Compared with the traditional phase-shifting rectification method, the PWM rectifier has the advantages of high input power factor, sinusoidal variation of network measurement current, and the ability to achieve bidirectional energy flow. Therefore, it has become a hot topic of attention and research in the academic community in recent years, and some better results have been obtained [6,7,8,9,10,11,12]. Ref. [8] described a novel control strategy of direct power-control-based voltage-source pulse width modulation (PWM) rectifier-inverter. The key to this strategy is the direct selection of a switching state of the PWM rectifier-inverter on the basis of instantaneous power errors. In Ref. [9], three-phase rectifier systems without connection of the neutral wire were characterized by the coupling of the phase input currents, and a three-phase Delta-switch rectifier circuit is used for analysis and a detailed model of the rectifier system is derived where the cross-couplings are visible. The model is subsequently used to evaluate the cross couplings, and three independent current controllers are designed. In [10], the authors proposed an improved model of predictive direct power control (MPDPC) for PWM rectifiers to solve highly distorted under unbalanced network conditions. Ref. [9] developed a new AC voltage sensorless control scheme for the three-phase pulse-width modulation rectifier, and a new startup process to ensure a smooth starting of the system was also proposed. Ref. [10] gave the AC side voltage compensation parameter to improve the power factor and reduce the total harmonic distortion. In Ref. [11], the authors developed an enhanced model-free predictive control (MFPC) to eliminate the stagnant current variation update for PWM rectifiers.

Among them, in three-phase voltage source PWM rectifiers, a double closed-loop control method of voltage outer loop and current inner loop is commonly used. This method has a simple control structure, is easy to implement, and is widely favored in engineering applications. However, during the transition from diode rectification to PWM current, there are significant surge currents and over-voltage, which pose certain hazards to the safe operation of the equipment [12]. In recent years, various start-up inrush current suppression methods on the PWM rectifier have been proposed, which are mainly classified into active control method and passive control method [13,14]. As well known, the passive control method can partly suppress the inrush current. However, the suppression is only taken passively after the inrush current has been generated [15,16,17]. To compensate for this deficiency, an active control method is proposed to take suppression measures in advance. Based on the injecting method [16,17] effectively suppressed the generation of inrush currents.
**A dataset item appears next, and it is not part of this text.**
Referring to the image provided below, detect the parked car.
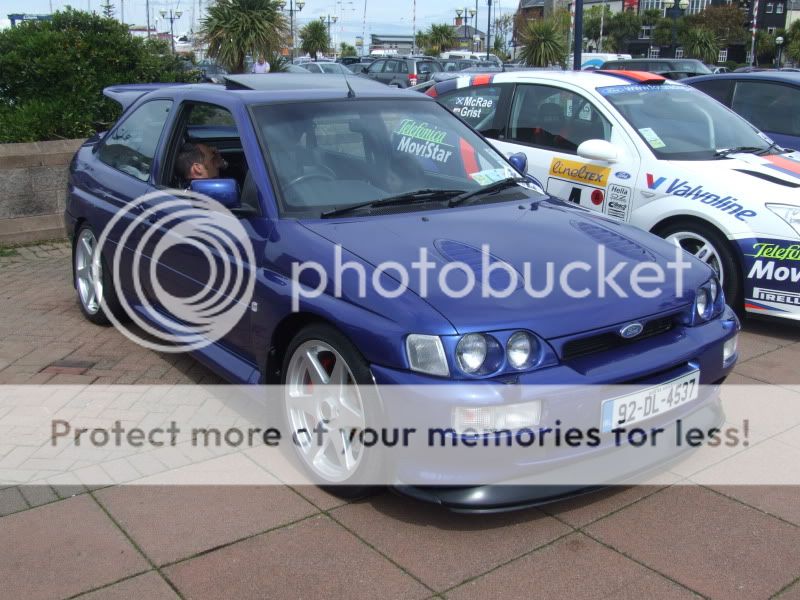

However, applying the methods in [16,17], one needs to introduce more ancillary equipment, resulting in expensive costs. Apart from these, other active control methods add the transition procedure between the uncontrollable rectification state and the controllable rectification state of the PWM rectifier [18,19,20,21,22]. It should be pointed out that the above control can only suppress inrush currents partially, and the start moment of the converter cannot be suppressed especially.

In fact, the main reason for the surge overcurrent during PWM rectifier startup is that the bus voltage is too low during startup, leading to a rapid increase in active current command. Therefore, the fundamental method to suppress the surge current is to reduce the active current command during startup. Ref. [20] reduced the output of the voltage outer loop by setting the DC bus voltage command to the superposition of the initial voltage value and graceful curve. In Ref. [21], the authors adopted a segmented starting method. Namely, during the starting stage, the control bus voltage monotonically increases, and when the bus voltage reaches 0.9 times of the command voltage, it switches to PWM rectification. Ref. [23] divided a cycle into six sectors during the startup process by using a single-phase BOOST circuit to control the duty cycle of the single-phase circuit and the speed of bus voltage rise so that the voltage and current surge during the startup process are slowed down.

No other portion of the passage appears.